Abrdn, which has substantial investments in emerging markets, has sold down its Russian exposures in recent weeks to about £2bn across all portfolios — about 0.5 per cent of its total assets — and said it would consider reducing them further once Russian markets reopened and liquidity and prices improved.
“We will not invest in Russia and Belarus for the foreseeable future,” said chief executive Stephen Bird. “We have acted to reduce our holdings in Russia and Belarus.”
The manager still has a position of about £5mn in Russian state oil group Rosneft. Bird, who took over as chief executive in September 2019, said the company had not yet needed to freeze any funds as a result of western sanctions introduced after Russia’s invasion of Ukraine.
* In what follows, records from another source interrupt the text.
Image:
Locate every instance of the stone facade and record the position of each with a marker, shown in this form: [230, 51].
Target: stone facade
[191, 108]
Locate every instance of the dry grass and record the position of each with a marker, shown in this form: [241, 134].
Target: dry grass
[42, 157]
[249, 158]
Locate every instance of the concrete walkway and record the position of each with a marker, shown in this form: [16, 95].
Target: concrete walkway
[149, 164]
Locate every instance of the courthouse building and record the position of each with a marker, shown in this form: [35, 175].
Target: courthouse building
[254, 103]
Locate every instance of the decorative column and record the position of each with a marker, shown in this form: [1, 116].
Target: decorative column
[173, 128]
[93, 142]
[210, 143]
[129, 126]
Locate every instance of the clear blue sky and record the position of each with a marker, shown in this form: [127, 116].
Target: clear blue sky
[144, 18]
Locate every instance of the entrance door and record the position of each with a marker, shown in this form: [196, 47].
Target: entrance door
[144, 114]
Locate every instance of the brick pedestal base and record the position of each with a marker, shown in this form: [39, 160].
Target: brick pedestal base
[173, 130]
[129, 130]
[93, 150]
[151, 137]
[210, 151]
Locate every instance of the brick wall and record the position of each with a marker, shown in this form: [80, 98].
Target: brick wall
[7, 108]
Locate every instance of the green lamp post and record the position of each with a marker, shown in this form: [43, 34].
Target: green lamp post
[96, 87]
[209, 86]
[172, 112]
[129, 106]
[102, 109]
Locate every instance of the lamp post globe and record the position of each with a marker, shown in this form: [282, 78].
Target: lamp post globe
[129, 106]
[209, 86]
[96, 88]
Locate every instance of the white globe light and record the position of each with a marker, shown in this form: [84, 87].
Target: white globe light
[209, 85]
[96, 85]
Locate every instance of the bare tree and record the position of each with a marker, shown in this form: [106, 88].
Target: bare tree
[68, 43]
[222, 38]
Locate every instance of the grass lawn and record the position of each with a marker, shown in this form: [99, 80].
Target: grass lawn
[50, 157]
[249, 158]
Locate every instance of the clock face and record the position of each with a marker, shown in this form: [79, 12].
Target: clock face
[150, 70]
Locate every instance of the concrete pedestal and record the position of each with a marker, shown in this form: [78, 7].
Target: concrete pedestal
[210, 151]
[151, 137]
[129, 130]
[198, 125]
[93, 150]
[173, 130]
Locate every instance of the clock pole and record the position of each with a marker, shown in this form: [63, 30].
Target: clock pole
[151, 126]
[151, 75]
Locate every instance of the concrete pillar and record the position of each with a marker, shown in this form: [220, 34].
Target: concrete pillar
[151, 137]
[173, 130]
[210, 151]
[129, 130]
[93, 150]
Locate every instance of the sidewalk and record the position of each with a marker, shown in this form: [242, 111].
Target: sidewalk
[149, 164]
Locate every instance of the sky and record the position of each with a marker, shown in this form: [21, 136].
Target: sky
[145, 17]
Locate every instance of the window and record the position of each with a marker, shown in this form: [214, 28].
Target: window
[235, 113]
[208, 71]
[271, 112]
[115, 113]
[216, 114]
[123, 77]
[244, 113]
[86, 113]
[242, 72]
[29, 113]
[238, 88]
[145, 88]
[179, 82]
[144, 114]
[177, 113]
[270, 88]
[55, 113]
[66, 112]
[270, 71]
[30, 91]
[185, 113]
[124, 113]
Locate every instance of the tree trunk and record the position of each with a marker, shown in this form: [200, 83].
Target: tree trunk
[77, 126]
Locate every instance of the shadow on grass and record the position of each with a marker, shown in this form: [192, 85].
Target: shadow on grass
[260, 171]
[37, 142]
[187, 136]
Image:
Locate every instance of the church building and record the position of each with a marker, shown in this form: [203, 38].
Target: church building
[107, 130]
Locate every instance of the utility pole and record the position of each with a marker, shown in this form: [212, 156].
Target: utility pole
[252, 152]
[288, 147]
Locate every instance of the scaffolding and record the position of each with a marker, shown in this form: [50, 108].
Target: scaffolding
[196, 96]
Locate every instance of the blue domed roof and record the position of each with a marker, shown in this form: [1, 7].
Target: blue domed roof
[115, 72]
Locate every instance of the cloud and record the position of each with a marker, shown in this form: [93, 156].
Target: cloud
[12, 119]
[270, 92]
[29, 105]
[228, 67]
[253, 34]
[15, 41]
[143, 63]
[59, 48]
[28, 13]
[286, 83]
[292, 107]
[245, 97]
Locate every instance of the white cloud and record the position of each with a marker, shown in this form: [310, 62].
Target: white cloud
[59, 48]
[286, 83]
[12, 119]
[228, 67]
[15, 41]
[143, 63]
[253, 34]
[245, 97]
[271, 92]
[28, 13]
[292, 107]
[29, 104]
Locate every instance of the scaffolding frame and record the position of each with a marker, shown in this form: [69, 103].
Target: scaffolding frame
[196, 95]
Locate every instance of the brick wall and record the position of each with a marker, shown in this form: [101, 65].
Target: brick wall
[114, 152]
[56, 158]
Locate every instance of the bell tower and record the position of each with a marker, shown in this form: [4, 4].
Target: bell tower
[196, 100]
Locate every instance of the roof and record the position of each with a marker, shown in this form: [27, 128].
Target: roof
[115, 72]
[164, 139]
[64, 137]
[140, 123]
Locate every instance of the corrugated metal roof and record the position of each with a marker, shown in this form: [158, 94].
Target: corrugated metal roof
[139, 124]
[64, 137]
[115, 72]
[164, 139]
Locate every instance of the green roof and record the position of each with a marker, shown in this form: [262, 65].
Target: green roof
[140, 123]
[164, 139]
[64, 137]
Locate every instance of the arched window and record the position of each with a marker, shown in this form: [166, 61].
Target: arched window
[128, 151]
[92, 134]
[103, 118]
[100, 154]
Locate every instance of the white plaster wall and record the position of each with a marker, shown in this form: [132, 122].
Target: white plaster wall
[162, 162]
“We haven’t seen a rush to redeem though we remain able and capable of doing that if we have to,” Bird added.
Abrdn has struggled in the aftermath of a lacklustre merger in 2017 that brought together Standard Life and Aberdeen, creating one of the UK’s largest fund managers. The combined companies’ value has shrunk from £11bn when they were joined to £4.4bn.
Bird’s decision in December to buy retail investment platform Interactive Investor for £1.49bn in cash is his biggest bet yet to turn the fund manager round. The deal is expected to complete in the second quarter of 2022 and still needs to be voted through by shareholders, after a delay in the process caused by a paper shortage last month.
The company will maintain its dividend of 14.6p per share, in line with expectations, and would resume paying bonuses to staff as profits and revenues have improved. Bird also reiterated its intention to return some capital to shareholders.
Abrdn’s share price fell 2.5 per cent in early trading in London, paring its value over the past 12 months by 36 per cent.